This speech was given at his induction into the Hall of Fame.

Bob Barnet, retired sports editor of the Muncie, Indiana, Star, is a charter member of the Indiana Association of County and District Fairs. What’s a sports writer have to do with farming?

Is it because fairs have a category for the best b.s. shoveler? Well, maybe. He’s certainly written enough and talked enough over the last half century to qualify.

But that’s not why. In spite of his prestigious, prodigious, productive work as a sports editor and writer, Bob found time to be secretary-treasurer of the fairs association and superintendent of the Indiana State Fair’s harness racing program for many years. For 25 years, Bob was track announcer at the state fair.

Bob is known by his peers at the Muncie Star as a living legend. Bob joined the Muncie Star shortly after being graduated from Muncie’s Central High School in 1929. He was sports editor from 1930 until 1982. During those 52 years, his output of articles and columns was perhaps unmatched by any Indiana writer, news or sports, As the Star’s senior sports editor since 1982, Bob has continued to write columns for the sports page and a Sunday column on topics of general interest for the editorial page.

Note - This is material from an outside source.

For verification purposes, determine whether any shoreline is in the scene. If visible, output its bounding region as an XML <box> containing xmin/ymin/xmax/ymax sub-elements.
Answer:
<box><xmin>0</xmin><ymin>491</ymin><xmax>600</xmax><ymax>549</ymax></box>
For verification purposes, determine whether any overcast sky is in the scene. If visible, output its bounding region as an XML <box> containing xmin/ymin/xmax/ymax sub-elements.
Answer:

The latter column, which he began in 1966, has proved his outstanding versatility as a writer. He has written about community issues ranging from parks to police and ecology to economics. His nostalgic columns about growing up in Muncie have been among his most popular and have generated wide interest throughout East-Central Indiana.

But most of his work has been in sports. Bob covered more than 50 consecutive Indiana high school basketball tourneys, the first in 1930 when he was only a few months out of high school, and a like number of consecutive Indiana-Purdue football games, plus several major bowl games.

His coverage record also includes more than 40 Kentucky Derby races and a similar number of Indianapolis 500-mile races in addition to numerous championship boxing matches and World Series games.

This busy man also has found time to be director of the Muncie Star’s district Golden Gloves tournament for 24 years. He is a past president of the National Golden Gloves Association which presented him its George Barton Trophy in 1964 for the greatest contribution to amateur boxing nationally.

Bob also directed the Muncie Star’s Soap Box Derby for 30 years and its youth swim meets for many years.

His honors are numerous. They include mention in a joint resolution by the Indiana General Assembly marking his 50 years as a sports editor. It reads: “He has chronicled the sports events of one-half century for the people of East-Central Indiana with a fondness and understanding that may be unparalleled in Indiana sports writing.”

Bob is a member of the Indiana Basketball Hall of Fame and the Indiana Football Hall of Fame, He has won first places in both sports writing, feature writing and editorial writing in competitions sponsored by the Associated Press, United Press International and the Hoosier State Press Association. He also has received Ball State University’s Indiana Journalism Award.

Nine times his stories and columns have been selected for the E.P. Dutton Company anthology, “Best Sports Stories.” His column lead for the 1961 Dutton book about the Cincinnati Reds’ loss in the World Series was typical of his ability. It reads: “Crosley Field, Cincinnati – The clock struck twelve for the Cinderella Cincinnati Reds here Monday, and once again the golden coach was only a pumpkin.”
Bob co-authored with Jay McCreary the book, “Winning High School Basketball.” It was published by Prentice-Hall in 1958.

Bob is a past president of the Indiana Sportswriters and Broadcasters Association from which he received its Joe Boland Award for service to young people. He also is a recipient of the group’s Indiana Sportswriter of the Year Award. The Muncie Boys Club has honored Bob with its Horatio Alger award for community service and ethical leadership.

Muncie Star editor Larry Shores, in presenting Bob the Alger award, said of him: “We’re not here tonight to honor Bob Barnet just for his writing. It has more to do with the type of writing. It is the kind that is not afraid to sound a bit old-fashioned if it accomplishes the task of teaching the reader about virtues.”

Those are among the reasons Bob is here tonight. Bob, we welcome you into the Indiana Journalism Hall of Fame.